Told ya. You see, Luntz is also a very wealthy man who “earned” his fortune by advising the 1%ers on how to frame the discussion as they pick the 99%s pockets down to the lint:
He reported that the popularity of capitalism was waning fast, calling that “a sad indication of what’s happening in our high schools and universities.”
And right about then I think we all noticed that the GQP started in on College Campus Cancel Culture as a regular talking point? Coinkydink?
Public opinion, Luntz wrote, was strongly in favor of raising taxes on the rich, limiting corporate executive pay, providing tuition-free college and universal health care, and paying all working people a “living wage,” even when they’re not working.
Note that Luntz is discussing all of these issues as a problem.
Luntz noted with obvious disapproval that “just 31% of Americans self-identify themselves as capitalists” and that socialism is seen as “better than capitalism in helping the poor and struggling working class, first-generation immigrants, and people entering the workforce for the first time.”
Shorter: How Ya Gonna Keep ’em Down on the Farm (After They’ve Seen Paree)?
This is the stuff of Board Room nightmares. Capitalism requires winners AND losers and if the losers realize that they are bred/born/work/die to keep their Lords and Ladies on yachts and jets, they might not take it well. You see, unbeknownst to the ruling class, the serfs have their own hopes and dreams, and they are beginning to notice, even in Possum Hollar, that the game is rigged!

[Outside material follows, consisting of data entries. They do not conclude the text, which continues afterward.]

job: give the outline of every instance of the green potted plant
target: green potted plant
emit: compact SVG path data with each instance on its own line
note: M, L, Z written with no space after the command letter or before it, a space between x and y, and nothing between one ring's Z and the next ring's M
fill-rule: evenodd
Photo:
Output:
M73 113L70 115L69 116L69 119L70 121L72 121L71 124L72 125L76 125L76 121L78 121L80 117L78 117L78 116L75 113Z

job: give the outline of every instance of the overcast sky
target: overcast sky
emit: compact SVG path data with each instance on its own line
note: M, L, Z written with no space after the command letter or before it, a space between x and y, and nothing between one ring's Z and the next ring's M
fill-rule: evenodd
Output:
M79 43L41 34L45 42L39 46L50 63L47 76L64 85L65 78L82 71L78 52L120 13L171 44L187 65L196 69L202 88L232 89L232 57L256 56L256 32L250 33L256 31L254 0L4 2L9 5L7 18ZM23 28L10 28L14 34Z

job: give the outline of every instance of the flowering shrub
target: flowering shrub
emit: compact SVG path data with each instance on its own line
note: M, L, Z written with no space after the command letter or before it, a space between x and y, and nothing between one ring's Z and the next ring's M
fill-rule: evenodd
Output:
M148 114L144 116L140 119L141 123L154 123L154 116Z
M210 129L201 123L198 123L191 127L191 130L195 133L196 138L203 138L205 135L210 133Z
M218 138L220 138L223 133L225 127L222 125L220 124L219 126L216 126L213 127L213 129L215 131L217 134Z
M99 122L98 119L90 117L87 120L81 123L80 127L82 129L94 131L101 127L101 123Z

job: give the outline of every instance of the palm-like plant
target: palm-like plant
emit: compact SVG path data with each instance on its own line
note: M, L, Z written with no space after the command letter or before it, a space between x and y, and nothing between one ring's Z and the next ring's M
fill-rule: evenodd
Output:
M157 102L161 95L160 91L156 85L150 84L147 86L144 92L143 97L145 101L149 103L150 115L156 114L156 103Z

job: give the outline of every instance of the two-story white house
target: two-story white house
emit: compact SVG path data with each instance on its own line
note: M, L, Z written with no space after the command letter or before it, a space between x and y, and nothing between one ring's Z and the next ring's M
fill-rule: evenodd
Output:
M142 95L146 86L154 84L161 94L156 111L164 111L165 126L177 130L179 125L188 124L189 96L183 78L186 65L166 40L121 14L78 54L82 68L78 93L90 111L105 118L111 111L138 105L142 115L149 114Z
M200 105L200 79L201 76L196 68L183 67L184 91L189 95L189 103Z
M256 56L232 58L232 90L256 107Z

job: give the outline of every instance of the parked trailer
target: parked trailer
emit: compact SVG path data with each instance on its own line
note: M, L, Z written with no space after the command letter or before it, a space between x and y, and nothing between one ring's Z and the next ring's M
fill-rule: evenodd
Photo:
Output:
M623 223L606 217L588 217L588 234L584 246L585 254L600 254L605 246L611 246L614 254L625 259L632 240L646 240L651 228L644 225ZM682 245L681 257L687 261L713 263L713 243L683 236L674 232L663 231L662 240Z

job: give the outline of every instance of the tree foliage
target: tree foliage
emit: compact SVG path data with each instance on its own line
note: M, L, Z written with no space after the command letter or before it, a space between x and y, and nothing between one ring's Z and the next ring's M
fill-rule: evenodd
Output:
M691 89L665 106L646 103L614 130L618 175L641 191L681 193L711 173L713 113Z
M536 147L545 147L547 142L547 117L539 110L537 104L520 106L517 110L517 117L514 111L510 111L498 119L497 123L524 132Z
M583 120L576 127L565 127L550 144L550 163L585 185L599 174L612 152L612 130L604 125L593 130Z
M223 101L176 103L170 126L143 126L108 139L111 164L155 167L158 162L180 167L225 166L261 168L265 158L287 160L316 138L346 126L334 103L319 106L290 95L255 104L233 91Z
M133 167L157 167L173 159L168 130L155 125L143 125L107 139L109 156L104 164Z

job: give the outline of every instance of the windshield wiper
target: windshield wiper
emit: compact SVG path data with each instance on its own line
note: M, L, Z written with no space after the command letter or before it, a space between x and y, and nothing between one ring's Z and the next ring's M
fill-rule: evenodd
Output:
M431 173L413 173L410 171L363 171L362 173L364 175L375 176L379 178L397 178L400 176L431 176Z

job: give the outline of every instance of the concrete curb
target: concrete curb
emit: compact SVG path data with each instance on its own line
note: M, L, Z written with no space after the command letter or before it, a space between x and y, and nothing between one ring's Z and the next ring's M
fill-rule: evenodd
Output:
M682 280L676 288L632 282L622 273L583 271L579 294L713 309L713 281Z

And then Luntz starts to issue his prescription:
Luntz advised a switch in semantics and branding: Conservatives should stop using the word “capitalism” and start saying “economic freedom,” argue that hard work and good ideas are what create massive wealth, rather than political, legal and economic advantages, and change the education system — presumably to promote pro-capitalist ideology.
Luntz’ memo is here. It’s pretty stunning not just for what he says, but what he leaves out. Nihilism we said at the top, and this memo is pretty much the definition of it.
But no where in any of this does Luntz suggest that anyone quit being so greedy and that maybe sharing your good fortune with others is the easiest, cheapest and best way to stop the tumbrels from rolling down the streets.